- Born: 1987 (age 38–39) Los Angeles, California, United States
- Education: California Institute of the Arts
- Known for: Post-conceptual art
- Website: www.albertsamreth.com

= Albert Samreth =

Cambodian-American artist

Albert Samreth is a contemporary American artist living and working in México City and Phnom Penh. Samreth uses painting, sculpture, and film to explore collective memory, often privileging the perspective of non-human subjects such as plants, animals, objects, and phenomena.

== Biography ==
Samreth was born in 1987 in Los Angeles, California. Samreth's parents were refugees from Cambodia who settled in the United States after living in Thailand and the Philippines. He studied at the California Institute of the Arts (CalArts).

==Work==
Samreth relocated to Phnom Penh, Cambodia in 2011, the capital of the country his parents lived in before fleeing the Khmer Rouge regime. There, the artist kept a studio in the White Building and had a practice of walking, including retracing the paths of historical events such as the Fall of Phnom Penh. Frieze describes Samreth’s practice as “minimal, impeccably produced and highly considered” in the tradition of “post-conceptualism.”

Samreth participated in the fourth Singapore Biennale and created the project The Voice (2013) in a special commission. The artist hired professional announcer Carolyn Hopkins to narrate his writings about public spaces in a piece of sound-art installed at the entryway of the Singapore Art Museum.
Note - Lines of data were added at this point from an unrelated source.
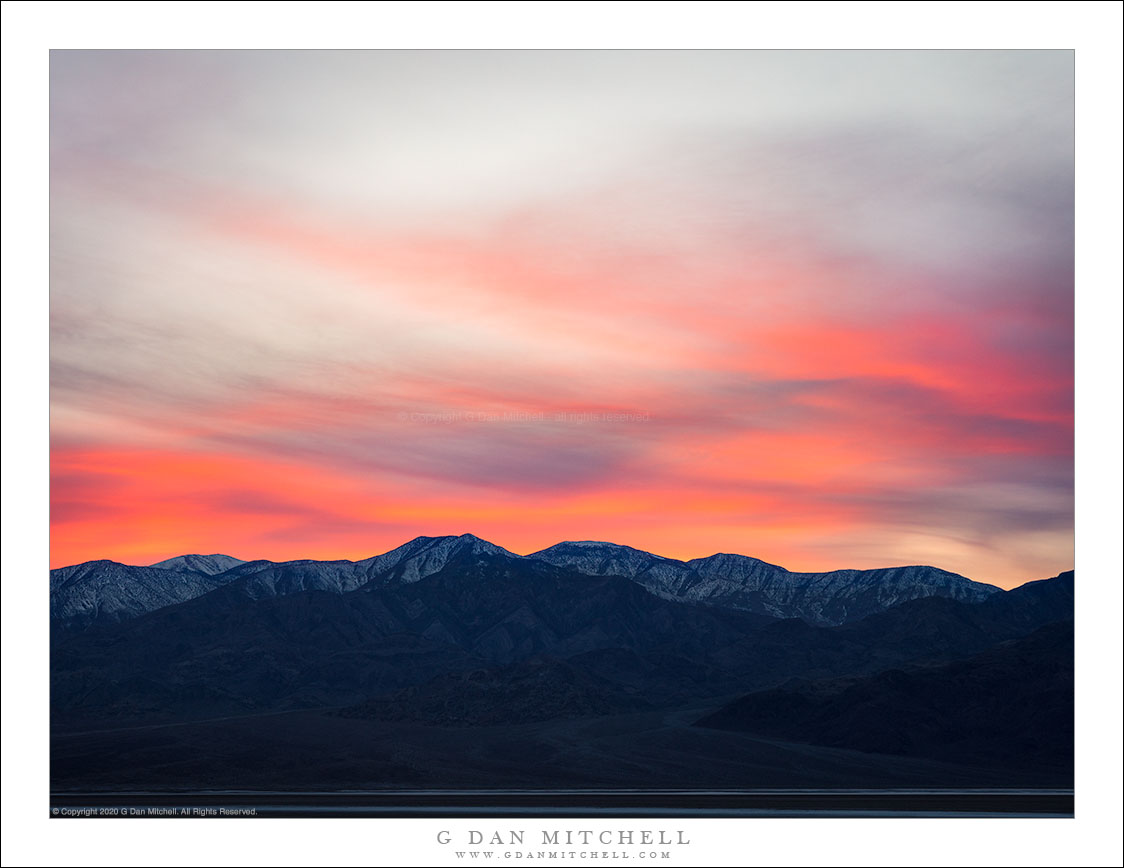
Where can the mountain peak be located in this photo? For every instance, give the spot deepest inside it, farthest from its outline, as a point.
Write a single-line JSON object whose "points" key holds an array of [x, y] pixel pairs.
{"points": [[209, 564]]}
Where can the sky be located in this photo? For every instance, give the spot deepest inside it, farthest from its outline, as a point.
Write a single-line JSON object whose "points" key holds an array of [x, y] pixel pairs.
{"points": [[815, 307]]}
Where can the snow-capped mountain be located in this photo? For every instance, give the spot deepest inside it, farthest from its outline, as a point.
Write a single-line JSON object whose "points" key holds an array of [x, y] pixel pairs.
{"points": [[748, 584], [209, 564], [107, 590]]}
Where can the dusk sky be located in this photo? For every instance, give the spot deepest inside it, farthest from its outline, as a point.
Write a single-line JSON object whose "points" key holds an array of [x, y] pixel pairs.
{"points": [[815, 307]]}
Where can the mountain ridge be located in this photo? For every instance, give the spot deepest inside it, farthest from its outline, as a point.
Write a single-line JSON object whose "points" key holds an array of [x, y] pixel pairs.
{"points": [[82, 594]]}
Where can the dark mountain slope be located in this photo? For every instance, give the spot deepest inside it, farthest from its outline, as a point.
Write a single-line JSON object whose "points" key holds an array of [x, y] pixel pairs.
{"points": [[1011, 705]]}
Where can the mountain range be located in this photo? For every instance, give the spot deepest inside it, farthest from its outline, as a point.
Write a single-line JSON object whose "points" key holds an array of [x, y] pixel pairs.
{"points": [[592, 663], [106, 590]]}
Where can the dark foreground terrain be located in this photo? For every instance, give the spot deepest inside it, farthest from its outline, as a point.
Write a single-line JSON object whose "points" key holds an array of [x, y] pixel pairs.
{"points": [[497, 672]]}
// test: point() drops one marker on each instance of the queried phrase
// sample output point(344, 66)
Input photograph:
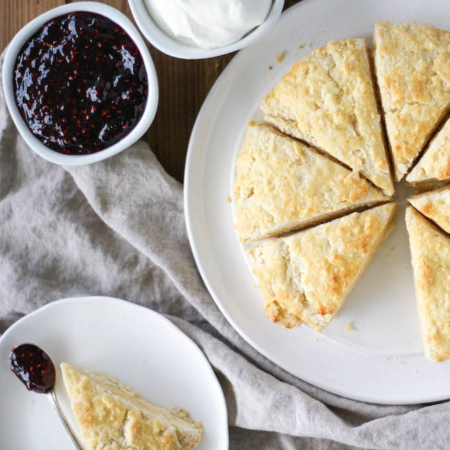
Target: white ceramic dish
point(8, 68)
point(136, 345)
point(382, 361)
point(172, 47)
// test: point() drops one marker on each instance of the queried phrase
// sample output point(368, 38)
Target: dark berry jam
point(80, 83)
point(33, 367)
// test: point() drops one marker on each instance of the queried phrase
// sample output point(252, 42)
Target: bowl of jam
point(80, 83)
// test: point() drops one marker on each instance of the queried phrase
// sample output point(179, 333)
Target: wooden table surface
point(183, 85)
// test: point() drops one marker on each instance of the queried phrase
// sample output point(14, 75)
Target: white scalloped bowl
point(172, 47)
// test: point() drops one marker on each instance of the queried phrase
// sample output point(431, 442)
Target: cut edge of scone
point(423, 234)
point(265, 195)
point(435, 205)
point(279, 110)
point(283, 284)
point(407, 146)
point(433, 166)
point(118, 403)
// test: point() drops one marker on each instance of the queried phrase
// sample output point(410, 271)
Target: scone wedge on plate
point(412, 65)
point(283, 185)
point(434, 166)
point(112, 416)
point(328, 99)
point(430, 256)
point(435, 205)
point(307, 276)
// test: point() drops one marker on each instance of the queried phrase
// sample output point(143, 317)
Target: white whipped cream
point(208, 23)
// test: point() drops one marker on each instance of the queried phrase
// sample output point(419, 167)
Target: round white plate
point(382, 360)
point(137, 346)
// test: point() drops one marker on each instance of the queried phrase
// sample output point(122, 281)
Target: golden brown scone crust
point(328, 100)
point(435, 205)
point(412, 65)
point(283, 185)
point(310, 274)
point(430, 254)
point(111, 416)
point(435, 163)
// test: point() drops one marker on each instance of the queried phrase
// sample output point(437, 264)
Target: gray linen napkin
point(117, 228)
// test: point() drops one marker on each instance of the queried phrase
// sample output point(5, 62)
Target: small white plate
point(381, 361)
point(134, 344)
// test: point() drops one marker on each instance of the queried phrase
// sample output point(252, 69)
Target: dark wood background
point(183, 85)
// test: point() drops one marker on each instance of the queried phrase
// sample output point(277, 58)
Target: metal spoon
point(36, 371)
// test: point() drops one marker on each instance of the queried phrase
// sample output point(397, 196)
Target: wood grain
point(183, 85)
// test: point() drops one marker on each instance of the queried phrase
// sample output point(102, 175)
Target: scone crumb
point(280, 57)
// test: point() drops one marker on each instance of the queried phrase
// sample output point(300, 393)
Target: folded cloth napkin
point(117, 228)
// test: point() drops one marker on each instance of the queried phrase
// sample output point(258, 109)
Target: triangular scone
point(328, 100)
point(434, 166)
point(435, 205)
point(283, 185)
point(412, 65)
point(430, 255)
point(112, 416)
point(310, 274)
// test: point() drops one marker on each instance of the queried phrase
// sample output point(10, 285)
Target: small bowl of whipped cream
point(199, 29)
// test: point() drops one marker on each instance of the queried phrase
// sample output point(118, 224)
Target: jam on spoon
point(33, 367)
point(80, 83)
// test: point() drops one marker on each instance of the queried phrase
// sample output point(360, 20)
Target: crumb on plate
point(280, 57)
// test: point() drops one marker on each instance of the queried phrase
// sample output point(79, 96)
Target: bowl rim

In 2014, Samreth spent a month living in Cherwon on the 38th parallel. There the artist worked with local teenagers to write a song and choreograph a dance routine in the style of K-POP that was performed atop his sculpture, Dancers On A Plane (2014). Organized by curator Sungjung Kim, the work, set against the landscape of the Korean DMZ and referencing the global spread of one aspect of contemporary South Korean culture, served as a reconsideration of the aesthetics of resistance to war and the movement for reunification.

Samreth has exhibited at institutions in Europe and Asia including Hamburger Bahnhof in Berlin, Germany, the Bétonsalon in Paris, the Asia Culture Center in Gwangju, South Korea, and the Bangkok Arts and Culture Center in Thailand. Samreth's work is held in the collection of the MAIIAM Contemporary Museum of Art in Chiang Mai.

== Recognition ==
In 2014, Samreth was awarded Artist in Residence at the Arts Initiative Tokyo (AIT) program in Shibuya-ku, Tokyo. Samreth was nominated for the Rema Hort Mann Foundation Emerging Artist Los Angeles grant, 2015. In 2018, Samreth’s science-fiction-documentary film One Lightyear on Earth (2018), was awarded the ACC Cinema Fund from the Asian Cultural Council for filmmakers “whom to entrust the creation of experimental new film works that go beyond current movie formats.”